Ergen Buys Sirius XM: What Next?

The reports in The Wall Street Journal and elsewhere of EchoStar’s acquisition of Sirius XM Radio debt has provocative implications for cable, telco and others. The key points from EchoStar chairman and CEO Charlie Ergen’s move can by crystallized into two words: bundle and spectrum. If Ergen gets Sirius XM, he gets both, and more.

The big problem for cable and telco today is that Charlie Ergen may be close to fixing a big problem of his own. For years, Ergen’s Dish Network grappled with the reality of the cable’s two-way “triple-play” combination of voice/video/Internet, and telco’s “quad play,” which adds wireless services. EchoStar has tried numerous times to offer Internet (e.g., via Clearwire, SkyWay, WildBlue, and Gilat), yet nothing has yet presented a clear rival on a mass scale.
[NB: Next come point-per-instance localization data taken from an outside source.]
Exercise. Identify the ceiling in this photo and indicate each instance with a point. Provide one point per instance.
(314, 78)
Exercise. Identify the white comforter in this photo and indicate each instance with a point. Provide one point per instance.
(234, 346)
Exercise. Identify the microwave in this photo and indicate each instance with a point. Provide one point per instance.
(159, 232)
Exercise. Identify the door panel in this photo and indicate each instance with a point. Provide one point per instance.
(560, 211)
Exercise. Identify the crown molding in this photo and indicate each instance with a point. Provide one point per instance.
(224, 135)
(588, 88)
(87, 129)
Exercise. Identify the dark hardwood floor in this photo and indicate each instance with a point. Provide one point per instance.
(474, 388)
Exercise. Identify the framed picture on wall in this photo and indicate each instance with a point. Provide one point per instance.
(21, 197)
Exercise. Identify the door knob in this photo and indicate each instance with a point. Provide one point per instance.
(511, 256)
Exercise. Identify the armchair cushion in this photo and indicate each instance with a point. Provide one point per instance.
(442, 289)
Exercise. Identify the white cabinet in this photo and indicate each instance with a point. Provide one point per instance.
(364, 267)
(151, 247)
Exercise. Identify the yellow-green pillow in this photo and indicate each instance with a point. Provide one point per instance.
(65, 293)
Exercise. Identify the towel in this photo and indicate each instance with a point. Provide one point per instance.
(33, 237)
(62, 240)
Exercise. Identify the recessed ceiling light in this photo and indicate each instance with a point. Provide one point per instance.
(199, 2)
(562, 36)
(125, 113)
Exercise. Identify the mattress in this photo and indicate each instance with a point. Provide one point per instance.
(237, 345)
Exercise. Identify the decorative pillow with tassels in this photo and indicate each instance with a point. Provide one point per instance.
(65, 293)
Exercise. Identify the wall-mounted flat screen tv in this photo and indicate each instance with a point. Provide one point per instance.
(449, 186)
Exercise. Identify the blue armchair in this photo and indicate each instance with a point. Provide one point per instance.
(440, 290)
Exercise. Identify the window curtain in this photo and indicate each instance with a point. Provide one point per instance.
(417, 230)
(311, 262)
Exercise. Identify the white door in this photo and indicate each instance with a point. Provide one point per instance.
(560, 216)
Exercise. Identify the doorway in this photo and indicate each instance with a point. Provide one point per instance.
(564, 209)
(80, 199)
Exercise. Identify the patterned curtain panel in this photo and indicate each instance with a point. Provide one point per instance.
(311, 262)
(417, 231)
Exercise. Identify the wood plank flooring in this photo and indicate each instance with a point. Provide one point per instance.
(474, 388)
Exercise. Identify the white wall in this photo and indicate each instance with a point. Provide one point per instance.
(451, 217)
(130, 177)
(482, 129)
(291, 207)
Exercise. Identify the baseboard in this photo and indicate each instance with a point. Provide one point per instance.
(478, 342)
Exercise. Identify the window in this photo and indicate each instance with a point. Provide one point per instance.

Plus, Ergen has none of his rivals’ content assets, so standing out there is impossible.

Further, recently, even with the Sling opportunity, Ergen has been like Elvis without a hit song. Sirius XM could be that hit, adding wireless and mobile, at least for a while.

A strategy EchoStar has deployed since the late 1990s is to differentiate by offering “bundles” of products and services (e.g., DVRs, Sling, and now, possibly, satellite radio), that — at least initially — trump cable and telco. Moreover, last year EchoStar purchased a solid swath of 700-Megahertz spectrum from the U.S. government, which has video-delivery capacity and which could one-day combine with EchoStar’s other spectrum. With satellite radio, EchoStar adds new spectrum, in a gamble to land what one day might be oceanfront property.

Additionally, if EchoStar owned a monopoly satellite radio service, he also gets into an exclusive new space, one of three, where people spend an awful lot of time: the vehicle. Hording the pipelines is another way to truly differentiate; indeed, in the game of Telecom Monopoly, spectrum (and exclusivity) are the new Park Place.

What the Sirius XM acquisition also does is push cable and telco again toward consideration of competing with EchoStar in the realm of in-vehicle branded entertainment. It also means cable and telco may instead finally acquiesce to the value of a superior EchoStar product and service (such as the new EchoStar 922 HD-DVR set-top box with Sling inside), and buy EchoStar’s exclusive satellite radio device and service — God forbid! — for their own customers.

Who else might yet battle Ergen for Sirius XM? A first thought goes to Ergen’s longtime nemesis, Rupert Murdoch’s News Corp. Yet, ultimately, Murdoch has opted for content, and Sirius XM is more a hardware play. John Malone’s DirecTV, Sumner Redstone’s Viacom, and Sony, Google or Microsoft are other rivals that may buy into the ailing Sirius XM, if for no other reason than to practice Ergen’s M.O: roughen the seas for Ergen.

Indeed, it’s a tribute to Ergen that he has made such a strategic move, sitting still somewhat in the shadow of Malone (both figuratively, and, indeed, almost literally), a few miles north on the Denver plains.

Further, all too much of multichannel TV and radio has been about subscriber wars, and an Sirius XM acquisition gives EchoStar an in-vehicle advantage to entice those sat-radio subs toward Dish Network, and other products and services. This move again, trumps cable and telco (and others?).

Does Sirius XM’s Mel Karmazin do the EchoStar deal: What choice does he have? He and his peers have already killed the goose that laid the golden egg. Now, at least, shoot for that silver egg.